Representation of irrationals as $\sum_{n\ge 2}\frac{x_n}{n!}$

Question

Prove that every $x\in(0,1)\setminus\mathbb{Q}$ has a unique representation as $x = \sum_{n\ge 2}\frac{x_n}{n!}$, where $x_n\in\mathbb{Z}_n = \{0,1,2,\ldots,n-1\}$.

Probably this is well known, I'd be grateful for a book or article with a proof.

Answer 1

Let $T_n: [0,1) \to [0,1)$ be given by $T_n(x) = nx \pmod{1}$. Also define $U_n(x) = T_nT_{n-1} \cdots T_2T_1(x)$. Let $x_n = nU_{n-1}(x) - U_n(x) = nU_{n-1}(x) - T_n(U_{n-1}(x))$ for $n \geq 2$. Then by definition of $T_n$ it follows that $x_n \in \{0,1,2,\ldots,n-1\}$. We also have $$ \sum_{k=2}^n \frac{x_k}{k!} = \sum_{k=2}^n \frac{kU_{k-1}(x) - U_k(x)}{k!} = \sum_{k=2}^n \left( \frac{U_{k-1}(x)}{(k-1)!} - \frac{U_k(x)}{k!} \right) = U_1(x) - \frac{U_n(x)}{n!} $$ since the sum telescopes. Taking the limit $n \to \infty$ on both sides we find $$ \sum_{k \geq 2} \frac{x_k}{k!} = U_1(x) = x $$ because $\frac{U_n(x)}{n!} \to 0$ for $n \to \infty$ (recall that $U_n(x) \in [0,1)$.). This shows that $x$ can be written in the desired form.
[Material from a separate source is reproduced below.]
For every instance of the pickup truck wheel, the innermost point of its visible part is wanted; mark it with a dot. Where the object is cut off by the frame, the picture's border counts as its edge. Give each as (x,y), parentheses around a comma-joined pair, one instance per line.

Suppose $x$ is irrational and $x = \sum_{k \geq 2} \frac{x_k}{k!}. $ We have $$ x - \frac{x_2}{2} = \sum_{k \geq 3} \frac{x_k}{k!} \leq \sum_{k \geq 3} \frac{k-1}{k!} = \sum_{k \geq 3} \left( \frac{1}{(k-1)!} - \frac{1}{k!} \right) = \frac12 $$ (a telescoping sum again). This means that $x - \frac{x_2}{2} \in (0, \frac12]$ (note that $0$ is impossible since $x$ is irrational), hence $x_2 \in [2x-1,2x)$. This uniquely determines $x_2$. In the same way one can show that $x_3$, $x_4$, $\ldots$ are uniquely determined. This means that for irrational $x$ the representation is unique.